====== Homework 2. Sets as trees ======

In this homework, you will implement a **binary search tree**, that you will use to gather stats about **words** from a particular text. Generally, in a [[https://en.wikipedia.org/wiki/Binary_search_tree| binary search tree]]:
  * each non-empty node contains **exactly one value** and **two children**
  * all values from the **left** sub-tree are smaller or equal to that of the current node
  * all values from the **right** sub-tree are larger or equal to that of the current node

In your project, the **value** of each node will be represented by ''Token'' objects. The class ''Token'' is already implemented for you:
<code scala>
case class Token(word: String, freq: Int)
</code>
A token stores:
  * the **number of occurrences**, or **frequency** ''freq'' of a string ''word'', in a text.

Your binary search tree will use **frequencies** as an ordering criterion. For instance, the text: ''All for one and one for one'', may be represented by the tree:
<code>
      for (2)
      /   \
 and (1)  one (3)
  /            
all (1)            
</code>

Notice that there are multiple possible BS trees to represent one text, however you do not need to take this into account in this homework.

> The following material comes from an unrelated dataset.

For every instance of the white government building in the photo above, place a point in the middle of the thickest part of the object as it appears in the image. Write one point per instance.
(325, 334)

==== Keeping the tree balanced ====
Adding new nodes to a BST might require a change in the current tree structure, in order to (i) preserve the binary-search property stated above, as well as (ii) minimal height. Fortunately, a ''rebalance'' method that preserves both (i) and (ii) has already been implemented, and in our limited set of tests, you will not need it in the code you will write.

==== Constructing the tree ====

Our tree is called ''WTree'', and is implemented by the following case classes:
<code scala>
case object Empty extends WTree
case class Node(word: Token, left: WTree, right: WTree) extends WTree 
</code>

''WTree'' implements the following trait:
<code scala>
trait WTreeInterface {
  def isEmpty: Boolean
  def filter(pred: Token => Boolean): WTree
  def ins(w: Token): WTree
  def contains(s:String): Boolean
  def size: Int
}
</code>

The method ''ins'' is already implemented, but the rest must be implemented by you. The project has two parts: 
  * **building a WTree** from a text, and
  * **using a WTree**, to gather info about that particular text.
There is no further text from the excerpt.